Makepp is implemented primarily in C++ with glue code and scripting hooks that interface with shell environments such as Bash and Zsh. The implementation includes modules for signature computation, file system watching compatible with inotify and kqueue, and a cache backend modeled on practices from ccache and sccache. Compatibility layers enable Makepp to process GNU-style makefiles, work with build generators like CMake and Autotools, and interoperate with packaging systems such as Debian's dpkg and RPM-based workflows. Portability efforts have targeted POSIX compliance and native builds on Microsoft Windows using compatibility layers like Cygwin and native ports leveraging MSYS2.

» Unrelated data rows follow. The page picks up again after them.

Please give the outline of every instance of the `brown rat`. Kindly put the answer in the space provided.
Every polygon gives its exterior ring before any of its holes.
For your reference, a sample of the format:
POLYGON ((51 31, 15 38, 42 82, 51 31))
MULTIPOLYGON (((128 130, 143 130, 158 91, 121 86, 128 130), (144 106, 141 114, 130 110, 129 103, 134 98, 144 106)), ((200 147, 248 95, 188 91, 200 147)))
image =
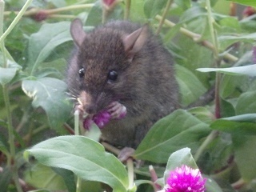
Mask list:
POLYGON ((70 93, 85 113, 110 111, 102 129, 106 141, 136 148, 154 122, 178 107, 171 55, 147 26, 127 21, 86 33, 75 19, 70 33, 76 44, 67 70, 70 93))

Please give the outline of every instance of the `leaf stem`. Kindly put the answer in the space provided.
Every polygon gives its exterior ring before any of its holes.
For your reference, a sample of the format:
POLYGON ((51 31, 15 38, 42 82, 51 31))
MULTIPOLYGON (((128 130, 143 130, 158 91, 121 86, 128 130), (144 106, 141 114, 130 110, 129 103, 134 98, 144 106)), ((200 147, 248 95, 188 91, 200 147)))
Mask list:
POLYGON ((159 23, 159 26, 158 27, 158 30, 157 30, 157 32, 156 32, 156 34, 158 35, 160 34, 160 31, 161 31, 161 29, 162 27, 162 25, 166 20, 166 18, 167 16, 167 14, 168 14, 168 11, 170 10, 170 7, 171 6, 171 4, 173 3, 173 0, 168 0, 167 2, 167 4, 166 4, 166 9, 165 10, 163 11, 163 14, 162 15, 162 18, 160 20, 160 23, 159 23))
MULTIPOLYGON (((91 8, 94 6, 94 3, 87 3, 87 4, 83 4, 83 5, 72 5, 72 6, 65 6, 65 7, 60 7, 60 8, 56 8, 56 9, 51 9, 51 10, 42 10, 42 9, 38 9, 38 8, 32 8, 27 11, 26 11, 23 15, 24 16, 30 16, 30 15, 34 15, 40 11, 42 11, 47 14, 57 14, 59 12, 64 12, 64 11, 70 11, 70 10, 81 10, 81 9, 86 9, 86 8, 91 8)), ((9 15, 11 13, 13 13, 13 11, 5 11, 4 14, 5 15, 9 15)), ((16 14, 19 14, 20 11, 14 11, 14 13, 16 14)))
MULTIPOLYGON (((74 111, 74 134, 79 135, 80 132, 79 132, 79 110, 76 110, 74 111)), ((81 184, 82 184, 81 178, 78 176, 76 192, 81 192, 81 190, 82 190, 82 185, 81 184)))
POLYGON ((125 9, 125 15, 124 19, 127 20, 130 17, 130 0, 126 1, 126 9, 125 9))
POLYGON ((127 165, 127 170, 128 170, 129 189, 131 189, 134 185, 133 158, 128 158, 126 165, 127 165))
MULTIPOLYGON (((219 67, 220 58, 218 56, 218 43, 217 39, 217 32, 214 29, 213 22, 214 21, 211 13, 210 0, 206 0, 206 8, 207 8, 207 18, 208 18, 210 32, 210 36, 213 42, 213 52, 214 52, 214 57, 215 61, 215 66, 219 67)), ((221 82, 221 74, 219 73, 216 73, 216 78, 215 78, 215 118, 221 118, 221 104, 220 104, 221 98, 219 95, 220 82, 221 82)))
POLYGON ((202 145, 198 149, 196 154, 194 155, 194 159, 197 162, 199 159, 199 157, 202 154, 202 152, 206 150, 209 143, 210 143, 218 135, 219 132, 218 130, 212 130, 210 134, 207 136, 206 140, 202 143, 202 145))
MULTIPOLYGON (((156 19, 158 20, 158 21, 161 21, 162 16, 157 15, 157 16, 156 16, 156 19)), ((166 26, 170 26, 170 27, 174 27, 174 26, 176 26, 175 23, 174 23, 174 22, 170 22, 170 21, 169 21, 169 20, 167 20, 167 19, 165 19, 164 23, 165 23, 166 26)), ((195 33, 194 33, 194 32, 192 32, 192 31, 190 31, 190 30, 186 30, 186 29, 185 29, 185 28, 183 28, 183 27, 181 27, 181 28, 179 29, 179 31, 180 31, 182 34, 188 36, 189 38, 191 38, 192 39, 194 39, 194 41, 197 42, 198 44, 201 44, 202 46, 206 46, 206 48, 213 50, 214 46, 213 46, 213 44, 212 44, 211 42, 208 42, 208 41, 205 41, 205 40, 202 40, 202 41, 198 42, 198 39, 201 39, 201 38, 202 38, 200 34, 195 34, 195 33)), ((229 53, 226 53, 226 54, 223 55, 223 57, 224 57, 225 58, 231 61, 231 62, 237 62, 237 61, 238 60, 238 58, 237 57, 235 57, 235 56, 234 56, 234 55, 232 55, 232 54, 229 54, 229 53)))
POLYGON ((17 25, 18 21, 21 19, 24 13, 26 12, 26 9, 29 7, 30 3, 32 2, 33 0, 27 0, 26 3, 24 4, 22 10, 18 12, 14 21, 10 23, 7 30, 3 33, 3 34, 0 37, 0 42, 2 42, 7 35, 10 33, 10 31, 14 29, 14 27, 17 25))
MULTIPOLYGON (((3 36, 3 10, 5 9, 5 2, 3 0, 0 0, 0 36, 1 38, 3 36)), ((4 38, 2 38, 3 40, 4 38)), ((6 48, 4 41, 0 41, 0 48, 2 50, 2 57, 3 57, 3 67, 7 66, 7 59, 6 56, 6 48)), ((12 177, 14 181, 16 189, 18 192, 22 192, 22 188, 18 181, 18 167, 15 160, 15 143, 14 143, 14 126, 12 123, 12 115, 10 110, 10 98, 8 93, 8 84, 2 85, 2 94, 4 98, 4 102, 6 109, 7 114, 7 122, 8 122, 8 137, 9 137, 9 145, 10 145, 10 155, 7 155, 7 166, 11 169, 12 177)))

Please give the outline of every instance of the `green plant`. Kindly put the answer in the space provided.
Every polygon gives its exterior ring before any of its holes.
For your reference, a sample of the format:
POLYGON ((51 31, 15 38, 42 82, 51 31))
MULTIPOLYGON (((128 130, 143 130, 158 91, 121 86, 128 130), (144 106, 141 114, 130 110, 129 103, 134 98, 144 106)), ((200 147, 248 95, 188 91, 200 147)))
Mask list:
POLYGON ((105 3, 0 0, 1 190, 98 191, 103 182, 158 191, 186 164, 208 178, 207 191, 256 190, 255 10, 221 0, 105 3), (139 168, 94 141, 96 126, 85 137, 78 115, 74 123, 64 79, 77 17, 86 30, 110 19, 149 22, 174 58, 182 109, 153 126, 133 156, 145 161, 139 168))

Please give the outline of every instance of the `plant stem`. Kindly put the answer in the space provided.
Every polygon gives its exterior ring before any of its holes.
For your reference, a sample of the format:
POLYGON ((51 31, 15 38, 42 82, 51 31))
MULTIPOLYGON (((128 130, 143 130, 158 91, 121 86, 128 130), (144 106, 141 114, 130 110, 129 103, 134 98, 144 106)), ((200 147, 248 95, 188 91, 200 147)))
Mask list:
POLYGON ((166 20, 166 18, 167 16, 168 11, 170 10, 170 7, 172 2, 173 2, 173 0, 168 0, 168 2, 167 2, 166 7, 166 9, 165 9, 165 10, 164 10, 164 12, 163 12, 163 14, 162 15, 162 18, 160 20, 160 23, 159 23, 158 28, 157 30, 157 32, 156 32, 157 35, 158 35, 160 31, 161 31, 162 26, 162 25, 163 25, 163 23, 164 23, 164 22, 166 20))
MULTIPOLYGON (((5 2, 0 0, 0 35, 1 38, 3 36, 3 10, 5 7, 5 2)), ((2 38, 4 39, 4 38, 2 38)), ((6 48, 4 41, 0 41, 1 50, 3 58, 3 67, 7 67, 7 59, 6 56, 6 48)), ((22 192, 22 188, 18 181, 18 167, 15 160, 15 143, 14 143, 14 126, 12 123, 12 116, 10 110, 10 103, 8 93, 8 84, 2 85, 2 94, 4 98, 4 102, 6 109, 7 114, 7 122, 8 122, 8 137, 9 137, 9 145, 10 145, 10 155, 7 156, 7 166, 10 168, 12 171, 13 179, 14 181, 16 189, 18 192, 22 192)))
MULTIPOLYGON (((70 11, 70 10, 81 10, 81 9, 86 9, 86 8, 91 8, 94 6, 94 3, 87 3, 87 4, 83 4, 83 5, 73 5, 73 6, 65 6, 65 7, 60 7, 60 8, 56 8, 56 9, 51 9, 51 10, 41 10, 38 8, 32 8, 27 11, 26 11, 23 15, 24 16, 30 16, 30 15, 34 15, 37 13, 38 13, 39 11, 43 11, 44 13, 47 14, 57 14, 59 12, 64 12, 64 11, 70 11)), ((11 13, 13 13, 13 11, 5 11, 4 14, 5 15, 9 15, 11 13)), ((16 14, 19 14, 20 11, 15 11, 14 12, 16 14)))
POLYGON ((210 134, 207 136, 206 140, 202 143, 202 145, 198 149, 196 154, 194 155, 194 159, 197 162, 199 159, 200 155, 207 147, 207 146, 218 135, 218 130, 212 130, 210 134))
POLYGON ((125 15, 124 15, 125 20, 127 20, 130 17, 130 0, 126 0, 126 1, 125 15))
MULTIPOLYGON (((156 16, 156 19, 158 19, 158 21, 161 21, 162 19, 162 16, 160 15, 157 15, 156 16)), ((165 19, 164 21, 164 23, 168 26, 170 26, 170 27, 174 27, 175 26, 175 23, 167 20, 167 19, 165 19)), ((183 27, 181 27, 180 28, 180 32, 186 36, 188 36, 189 38, 191 38, 192 39, 194 39, 195 42, 197 42, 198 44, 201 44, 204 46, 206 46, 206 48, 210 49, 210 50, 213 50, 214 49, 214 46, 211 42, 208 42, 208 41, 201 41, 201 42, 198 42, 198 39, 201 39, 201 35, 198 34, 195 34, 192 31, 190 31, 183 27)), ((223 57, 231 62, 237 62, 238 60, 238 58, 236 58, 235 56, 230 54, 225 54, 223 55, 223 57)))
POLYGON ((128 170, 129 189, 131 189, 134 185, 133 158, 128 158, 126 165, 127 165, 127 170, 128 170))
POLYGON ((79 111, 77 110, 74 111, 74 134, 79 135, 79 111))
POLYGON ((26 9, 29 7, 30 3, 32 2, 33 0, 27 0, 26 3, 24 4, 22 10, 18 12, 17 14, 16 18, 14 19, 14 21, 10 23, 10 26, 8 29, 5 31, 5 33, 0 37, 0 42, 3 41, 6 36, 10 33, 10 31, 14 29, 14 27, 17 25, 18 21, 21 19, 24 13, 26 12, 26 9))
MULTIPOLYGON (((79 135, 79 111, 76 110, 74 114, 74 134, 75 135, 79 135)), ((76 192, 81 192, 82 190, 82 180, 81 178, 78 176, 77 178, 77 190, 76 192)))
MULTIPOLYGON (((214 29, 214 20, 211 13, 211 7, 210 0, 206 0, 206 8, 207 8, 207 17, 208 17, 208 23, 210 27, 210 36, 213 42, 213 52, 215 61, 215 66, 220 67, 220 58, 218 56, 218 43, 217 40, 217 32, 214 29)), ((216 73, 216 79, 215 79, 215 118, 221 118, 221 98, 219 95, 219 89, 220 89, 220 82, 221 82, 221 74, 219 73, 216 73)))

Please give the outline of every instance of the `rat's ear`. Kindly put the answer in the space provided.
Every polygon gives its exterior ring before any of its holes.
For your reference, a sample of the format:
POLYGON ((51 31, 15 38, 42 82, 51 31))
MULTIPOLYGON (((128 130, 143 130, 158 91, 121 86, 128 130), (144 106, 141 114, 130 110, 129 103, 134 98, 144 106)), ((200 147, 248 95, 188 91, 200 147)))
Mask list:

Performance and Benchmarks

Makepp's performance focuses on minimizing unnecessary rebuilds through accurate change detection and signature checks, which has shown substantial time savings in incremental build scenarios for large codebases similar to Chromium and Linux kernel development trees. Benchmarks comparing Makepp to GNU Make, SCons, and Bazel typically emphasize reduced rebuild counts and lower I/O due to content hashing strategies reminiscent of Nix and Bazel's action cache. Performance characteristics vary with project structure and toolchain behavior; in CPU-bound compilation phases Makepp's overhead is negligible relative to compilers like GCC and Clang, while in heavily I/O-bound environments its caching can deliver dramatic wall-clock reductions. Real-world evaluations often occur in continuous integration contexts such as Jenkins agents or distributed build farms using distcc.